STATES TO SWAP POPULATIONS? The state of Michigan had announced plans last month that some prisons would be closed in order to save $120 million. California faces lawsuits because of the poor state of its prison health system, which a panel of federal judges has concluded is largely the result of state prisons filled to twice their capacity. California does not have the $2 billion necessary to update its prisons. What to do? Michigan Governor Jennifer Granholm has suggested to California Governor Arnold Schwarzenegger that Michigan take some of California’s prisoners off his hands—at a price to be determined later.

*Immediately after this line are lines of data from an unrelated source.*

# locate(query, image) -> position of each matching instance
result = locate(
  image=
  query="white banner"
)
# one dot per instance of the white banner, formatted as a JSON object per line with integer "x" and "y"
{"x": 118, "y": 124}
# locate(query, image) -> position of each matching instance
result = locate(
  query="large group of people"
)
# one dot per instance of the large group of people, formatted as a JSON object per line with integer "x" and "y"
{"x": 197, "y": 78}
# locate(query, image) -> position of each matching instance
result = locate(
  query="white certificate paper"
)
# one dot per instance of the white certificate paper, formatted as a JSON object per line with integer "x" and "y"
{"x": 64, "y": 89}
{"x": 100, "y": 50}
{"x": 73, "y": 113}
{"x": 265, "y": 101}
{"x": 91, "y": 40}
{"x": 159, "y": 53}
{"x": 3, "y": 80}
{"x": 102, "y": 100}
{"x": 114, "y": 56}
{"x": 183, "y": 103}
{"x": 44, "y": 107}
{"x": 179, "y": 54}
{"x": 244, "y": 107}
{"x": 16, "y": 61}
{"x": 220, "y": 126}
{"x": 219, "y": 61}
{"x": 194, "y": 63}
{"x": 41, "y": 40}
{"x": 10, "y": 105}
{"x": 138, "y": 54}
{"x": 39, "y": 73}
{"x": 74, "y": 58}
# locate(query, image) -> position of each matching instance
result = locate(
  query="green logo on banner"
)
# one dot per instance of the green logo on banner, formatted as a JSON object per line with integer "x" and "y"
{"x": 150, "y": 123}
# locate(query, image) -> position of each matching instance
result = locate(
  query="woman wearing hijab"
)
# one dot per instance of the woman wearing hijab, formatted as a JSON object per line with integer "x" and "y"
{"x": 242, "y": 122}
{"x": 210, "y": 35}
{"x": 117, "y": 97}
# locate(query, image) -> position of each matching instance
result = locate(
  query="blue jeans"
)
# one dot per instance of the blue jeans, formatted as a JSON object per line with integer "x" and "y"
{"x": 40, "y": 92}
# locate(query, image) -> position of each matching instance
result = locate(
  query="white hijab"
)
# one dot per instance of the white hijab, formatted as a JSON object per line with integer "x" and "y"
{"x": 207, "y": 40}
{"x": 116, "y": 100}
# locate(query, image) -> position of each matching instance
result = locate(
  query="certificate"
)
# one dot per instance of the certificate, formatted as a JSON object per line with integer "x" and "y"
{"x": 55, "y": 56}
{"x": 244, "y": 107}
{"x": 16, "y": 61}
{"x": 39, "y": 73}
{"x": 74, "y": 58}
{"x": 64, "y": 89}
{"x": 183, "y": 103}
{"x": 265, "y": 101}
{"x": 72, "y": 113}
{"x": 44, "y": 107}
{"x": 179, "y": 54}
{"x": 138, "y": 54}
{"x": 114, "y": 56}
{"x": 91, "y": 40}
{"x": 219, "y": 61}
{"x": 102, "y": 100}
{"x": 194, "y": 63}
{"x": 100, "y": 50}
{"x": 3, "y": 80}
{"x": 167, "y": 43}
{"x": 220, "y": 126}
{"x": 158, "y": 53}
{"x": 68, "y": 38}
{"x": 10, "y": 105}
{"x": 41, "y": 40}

In a letter Monday to Schwarzenegger, Granholm formally offered to house California inmates, noting their "mutual interest in resolving budget and corrections problems, perhaps in one fell swoop."
California already has inmates housed in private correctional facilities in Arizona, Tennessee, Mississippi and Oklahoma, so the deal would be nothing new.
Brilliant idea! But why stop at just swapping prisoners for money?
I have often said that cigarette smokers should be given a few specific states to live in where we could puff away to our hearts content and not have to deal with draconian laws infringing on our right to participate in an otherwise legal activity. We could take the tobacco states of Virginia and the Carolinas.
All the fashion conscious people could live in New York. They could flaunt their beautiful clothes and compliment each other all the time.
We could turn a few states into bike riding only and let them be joined by the population of ecologically loving tree huggers. Maybe Vermont and Wyoming would be good for them There are already a lot of retired people living in Florida and Arizona, so let’s turn those states totally over to anyone who is more than 65 years old. Dinner would be served at 4:00 p.m. and everyone would be in bed by 9:00 p.m.
The Appalachian states could be inhabited by beer and dog loving truck drivers who never go to the dentist. (I am bad!)
The corrupt politicians could live in Illinois and Louisiana where they would not have to pretend that they are honest, because they all would be crooked.
My population segregation idea might seem ludicrous, but if birds of a feather want to flock together, at least they will know which state to land in.